Magie


Magie

Stéphane MALLARMÉ

Huÿsmans se plut, dans une œuvre de portée infiniment autre que fournir des documents même extraordinaires (comparaison entre la magnificence en le mal, d’âmes, au xve siècle, et nous) à dénoncer le bizarre attardement, au Paris actuel, de la démonialité. Le moyen âge, incubatoire : tout depuis, alliage, avec l’antique, pour composer cette vaine, perplexe, nous échappant, modernité — outre la législation pétrifiée romaine stagne une religion, celle des cathédrales, parallèlement. Fermer les yeux, ne peut ne voir, régentant la cité comme au temps défunt, l’accroupie en le dégagement mystérieux de ses ailes, ombre de Notre-Dame.

Le sabbat, dessous, conduit par la bande restaurée des gargouilles et des figures infâmes, refuse de choir.

Un public, soustrait au recensement, éprouve du goût pour des pratiques, ici, que le maintien, à la cour papale, d’une charge en vue de les confondre, désigne comme vivaces. Hébétude fouettée de blasphème, cette messe-noire mondaine se propage, certes, à la littérature, un objet d’étude ou critique.

Quelque déférence, mieux, envers le laboratoire éteint du grand œuvre, consisterait à reprendre, sans fourneau, les manipulations, poisons, refroidis autrement qu’en pierreries, pour continuer par la simple intelligence. Comme il n’existe d’ouvert à la recherche mentale que deux voies, en tout, où bifurque notre besoin, à savoir l’esthétique d’une part et aussi l’économie politique : c’est, de cette visée dernière, principalement, que l’alchimie fut le glorieux, hâtif et trouble précurseur. Tout ce qui à même, pur, comme faute d’un sens, avant l’apparition, maintenant de la foule, doit être restitué au domaine social. La pierre nulle, qui rêve l’or, dite philosophale : mais elle annonce, dans la finance, le futur crédit, précédant le capital ou le réduisant à l’humilité de monnaie ! Avec quel désordre se cherche cela, autour de nous et que peu compris ! Il me gêne presque de proférer ces vérités impliquant de nets, prodigieux transferts de songe, ainsi, cursivement et à perte.

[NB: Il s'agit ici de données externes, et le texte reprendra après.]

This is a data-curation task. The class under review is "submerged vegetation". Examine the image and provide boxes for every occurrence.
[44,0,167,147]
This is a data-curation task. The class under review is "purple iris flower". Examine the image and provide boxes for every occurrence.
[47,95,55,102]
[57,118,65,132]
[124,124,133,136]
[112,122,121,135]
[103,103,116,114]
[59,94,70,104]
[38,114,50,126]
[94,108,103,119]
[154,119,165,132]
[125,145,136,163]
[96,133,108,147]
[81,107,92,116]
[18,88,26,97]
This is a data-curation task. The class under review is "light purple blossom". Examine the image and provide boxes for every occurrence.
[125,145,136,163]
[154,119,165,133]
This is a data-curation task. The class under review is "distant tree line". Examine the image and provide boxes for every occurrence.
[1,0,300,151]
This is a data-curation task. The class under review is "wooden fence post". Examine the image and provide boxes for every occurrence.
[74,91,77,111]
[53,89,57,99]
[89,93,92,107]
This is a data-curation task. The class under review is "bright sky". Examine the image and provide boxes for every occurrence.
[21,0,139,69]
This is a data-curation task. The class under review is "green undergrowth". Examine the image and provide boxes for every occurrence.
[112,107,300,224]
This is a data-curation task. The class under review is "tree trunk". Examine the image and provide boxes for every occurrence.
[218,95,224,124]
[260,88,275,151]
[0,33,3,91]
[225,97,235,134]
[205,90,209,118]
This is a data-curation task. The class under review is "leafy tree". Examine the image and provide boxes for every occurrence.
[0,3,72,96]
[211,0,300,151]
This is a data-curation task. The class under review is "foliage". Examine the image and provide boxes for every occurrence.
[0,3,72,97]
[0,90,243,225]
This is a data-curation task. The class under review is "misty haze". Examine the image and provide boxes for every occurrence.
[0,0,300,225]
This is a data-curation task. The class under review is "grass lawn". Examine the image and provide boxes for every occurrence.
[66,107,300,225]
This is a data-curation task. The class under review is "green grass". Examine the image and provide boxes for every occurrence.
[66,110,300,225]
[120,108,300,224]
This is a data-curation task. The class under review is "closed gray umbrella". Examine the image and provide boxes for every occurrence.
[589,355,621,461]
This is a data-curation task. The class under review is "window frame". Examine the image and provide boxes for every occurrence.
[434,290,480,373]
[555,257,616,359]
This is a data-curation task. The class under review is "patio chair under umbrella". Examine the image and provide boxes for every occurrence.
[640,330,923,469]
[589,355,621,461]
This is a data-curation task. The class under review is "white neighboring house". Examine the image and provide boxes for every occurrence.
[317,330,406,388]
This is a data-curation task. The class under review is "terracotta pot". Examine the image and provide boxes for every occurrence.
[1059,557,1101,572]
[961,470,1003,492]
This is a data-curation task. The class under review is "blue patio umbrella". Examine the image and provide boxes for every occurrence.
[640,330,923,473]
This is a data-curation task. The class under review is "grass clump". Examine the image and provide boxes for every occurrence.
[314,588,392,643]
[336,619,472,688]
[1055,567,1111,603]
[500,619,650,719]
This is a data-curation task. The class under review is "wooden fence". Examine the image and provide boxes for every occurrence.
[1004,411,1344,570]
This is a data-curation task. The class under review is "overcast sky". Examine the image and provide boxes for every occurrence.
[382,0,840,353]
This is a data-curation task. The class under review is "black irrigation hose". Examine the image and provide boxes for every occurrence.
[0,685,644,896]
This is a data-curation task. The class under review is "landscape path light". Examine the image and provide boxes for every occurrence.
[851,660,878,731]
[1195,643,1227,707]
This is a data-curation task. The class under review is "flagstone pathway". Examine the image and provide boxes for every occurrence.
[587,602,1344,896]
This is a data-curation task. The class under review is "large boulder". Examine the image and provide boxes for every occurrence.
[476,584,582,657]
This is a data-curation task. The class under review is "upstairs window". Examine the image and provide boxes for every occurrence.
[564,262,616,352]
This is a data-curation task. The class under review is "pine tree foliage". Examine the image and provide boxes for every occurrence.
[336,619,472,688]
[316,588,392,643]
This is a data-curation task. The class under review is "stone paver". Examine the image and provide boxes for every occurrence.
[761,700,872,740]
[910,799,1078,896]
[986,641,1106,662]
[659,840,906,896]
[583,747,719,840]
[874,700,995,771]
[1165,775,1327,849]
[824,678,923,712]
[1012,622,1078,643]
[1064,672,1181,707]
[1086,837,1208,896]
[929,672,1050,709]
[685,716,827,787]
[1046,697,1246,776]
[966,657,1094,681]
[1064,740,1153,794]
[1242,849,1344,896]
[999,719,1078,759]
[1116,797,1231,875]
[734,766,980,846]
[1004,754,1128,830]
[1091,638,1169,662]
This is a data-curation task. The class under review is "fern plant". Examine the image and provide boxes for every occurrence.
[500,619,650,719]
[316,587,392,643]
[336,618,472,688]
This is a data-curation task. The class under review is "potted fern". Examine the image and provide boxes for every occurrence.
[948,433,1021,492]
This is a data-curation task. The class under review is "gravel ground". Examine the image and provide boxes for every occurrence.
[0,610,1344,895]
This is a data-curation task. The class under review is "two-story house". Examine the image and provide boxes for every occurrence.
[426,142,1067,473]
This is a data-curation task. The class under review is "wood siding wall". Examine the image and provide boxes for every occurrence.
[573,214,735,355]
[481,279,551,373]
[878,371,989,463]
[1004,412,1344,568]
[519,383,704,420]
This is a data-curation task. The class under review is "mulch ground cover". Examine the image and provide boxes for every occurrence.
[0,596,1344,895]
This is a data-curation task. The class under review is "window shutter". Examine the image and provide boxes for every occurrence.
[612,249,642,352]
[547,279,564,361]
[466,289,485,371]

Neuve, presque involontaire une piété de la science ne néglige rien qui hanta son commencement grandiose et puéril : cet appareil de chimère signifiant pour le littérateur des titres solitaires innés, vaut, comme musée ; mais ramener son âme à la virginité de la feuille de papier, n’y installe de blason. Je dis qu’existe entre les vieux procédés et le sortilège, que restera la poésie, une parité secrète ; je l’énonce ici et peut-être personnellement me suis-je complu à le marquer, par des essais, dans une mesure qui a outrepassé l’aptitude à en jouir consentie par mes contemporains. Évoquer, dans une ombre exprès, l’objet tu, par des mots allusifs, jamais directs, se réduisant à du silence égal, comporte tentative proche de créer : vraisemblable dans la limite de l’idée uniquement mise en jeu par l’enchanteur de lettres jusqu’à ce que, certes, scintille, quelque illusion égale au regard. Le vers, trait incantatoire ! et, on ne déniera au cercle que perpétuellement ferme, ouvre la rime une similitude avec les ronds, parmi l’herbe, de la fée ou du magicien. Notre occupation le dosage subtil d’essences, délétères ou bonnes, les sentiments. Rien autrefois sorti, pour les illettrés, de l’artifice humain, seul, résumé en le livre ou qui flotterait imprudemment dehors au risque d’y volatiliser un semblant, aujourd’hui ne veut disparaître, du tout : mais regagnera les feuillets, par excellence suggestifs et dispensateurs du charme.

Coupable qui, sur cet art, avec cécité opèrera un dédoublement : ou en sépare, pour les réaliser dans une magie à côté, les délicieuses, pudiques — pourtant exprimables, métaphores.